[24987] in Perl-Users-Digest
Perl-Users Digest, Issue: 7237 Volume: 10
daemon@ATHENA.MIT.EDU (Perl-Users Digest)
Tue Oct 12 18:12:06 2004
Date: Tue, 12 Oct 2004 15:10:21 -0700 (PDT)
From: Perl-Users Digest <Perl-Users-Request@ruby.OCE.ORST.EDU>
To: Perl-Users@ruby.OCE.ORST.EDU (Perl-Users Digest)
Perl-Users Digest Tue, 12 Oct 2004 Volume: 10 Number: 7237
Today's topics:
String and Array Programming in Perl (DeveloperGuy)
Re: String and Array Programming in Perl <tadmc@augustmail.com>
Re: String and Array Programming in Perl <usa1@llenroc.ude.invalid>
Re: String and Array Programming in Perl <tadmc@augustmail.com>
Re: String and Array Programming in Perl <usa1@llenroc.ude.invalid>
undef takes forever <karlUNDERSCOREkramsch@yahooPERIODcom.invalid>
Re: undef takes forever <usa1@llenroc.ude.invalid>
Re: Using a variable size with the repetition quantifie (Philippe Aymer)
Re: Using a variable size with the repetition quantifie <pinyaj@rpi.edu>
Digest Administrivia (Last modified: 6 Apr 01) (Perl-Users-Digest Admin)
----------------------------------------------------------------------
Date: 12 Oct 2004 12:20:14 -0700
From: Phillip.Small@gmail.com (DeveloperGuy)

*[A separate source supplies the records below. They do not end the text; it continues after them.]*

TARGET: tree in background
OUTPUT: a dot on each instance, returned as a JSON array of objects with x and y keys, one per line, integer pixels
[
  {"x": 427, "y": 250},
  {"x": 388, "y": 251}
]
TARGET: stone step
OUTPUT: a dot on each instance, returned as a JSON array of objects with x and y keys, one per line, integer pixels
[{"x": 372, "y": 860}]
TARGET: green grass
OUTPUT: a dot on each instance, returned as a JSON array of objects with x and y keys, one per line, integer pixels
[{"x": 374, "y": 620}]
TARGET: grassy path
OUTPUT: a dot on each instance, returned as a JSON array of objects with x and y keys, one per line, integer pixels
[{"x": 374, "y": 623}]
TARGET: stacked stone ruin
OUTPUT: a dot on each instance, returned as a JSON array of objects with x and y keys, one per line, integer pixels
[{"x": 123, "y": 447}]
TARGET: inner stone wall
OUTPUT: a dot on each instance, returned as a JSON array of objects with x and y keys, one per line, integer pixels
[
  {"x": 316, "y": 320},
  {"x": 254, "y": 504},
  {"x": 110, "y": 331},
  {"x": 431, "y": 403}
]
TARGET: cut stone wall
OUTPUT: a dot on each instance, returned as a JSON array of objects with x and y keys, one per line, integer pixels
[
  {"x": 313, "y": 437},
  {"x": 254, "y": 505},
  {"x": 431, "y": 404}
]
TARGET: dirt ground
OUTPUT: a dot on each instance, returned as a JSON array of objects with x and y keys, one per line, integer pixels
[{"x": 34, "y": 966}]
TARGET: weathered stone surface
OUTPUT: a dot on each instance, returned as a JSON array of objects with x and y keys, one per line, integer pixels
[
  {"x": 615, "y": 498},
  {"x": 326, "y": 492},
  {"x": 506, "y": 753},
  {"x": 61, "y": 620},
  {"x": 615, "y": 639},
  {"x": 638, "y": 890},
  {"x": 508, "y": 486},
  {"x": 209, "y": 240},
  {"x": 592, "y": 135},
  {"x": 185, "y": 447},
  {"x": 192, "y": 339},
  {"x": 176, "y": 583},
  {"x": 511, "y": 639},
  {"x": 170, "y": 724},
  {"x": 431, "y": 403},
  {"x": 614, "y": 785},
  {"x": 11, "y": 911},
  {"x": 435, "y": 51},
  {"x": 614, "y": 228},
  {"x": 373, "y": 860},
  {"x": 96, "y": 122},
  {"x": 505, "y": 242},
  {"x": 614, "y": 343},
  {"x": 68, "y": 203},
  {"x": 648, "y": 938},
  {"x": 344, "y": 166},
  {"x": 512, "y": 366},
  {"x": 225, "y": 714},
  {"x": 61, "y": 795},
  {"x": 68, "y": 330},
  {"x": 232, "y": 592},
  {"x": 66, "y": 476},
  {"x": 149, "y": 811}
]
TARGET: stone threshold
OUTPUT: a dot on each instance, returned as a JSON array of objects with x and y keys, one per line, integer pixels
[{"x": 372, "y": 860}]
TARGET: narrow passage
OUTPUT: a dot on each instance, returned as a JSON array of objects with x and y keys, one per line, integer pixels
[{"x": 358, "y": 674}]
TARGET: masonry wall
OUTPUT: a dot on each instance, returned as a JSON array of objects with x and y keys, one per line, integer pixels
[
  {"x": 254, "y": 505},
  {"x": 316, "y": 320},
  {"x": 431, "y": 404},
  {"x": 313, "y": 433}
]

Subject: String and Array Programming in Perl
Message-Id: <64f06fa2.0410121120.4b777d7c@posting.google.com>
I am very very new to Perl and am trying automate a process in my AIX
Unix box. I issed the command ps -aef and sent it to a file. How do
I get how many different users running programs, the total time for
each user in hours:minutes format, and who is running the longest
process and the program name? I am not familiar with using the loops.
I know that I can probably use the date command to specify the date.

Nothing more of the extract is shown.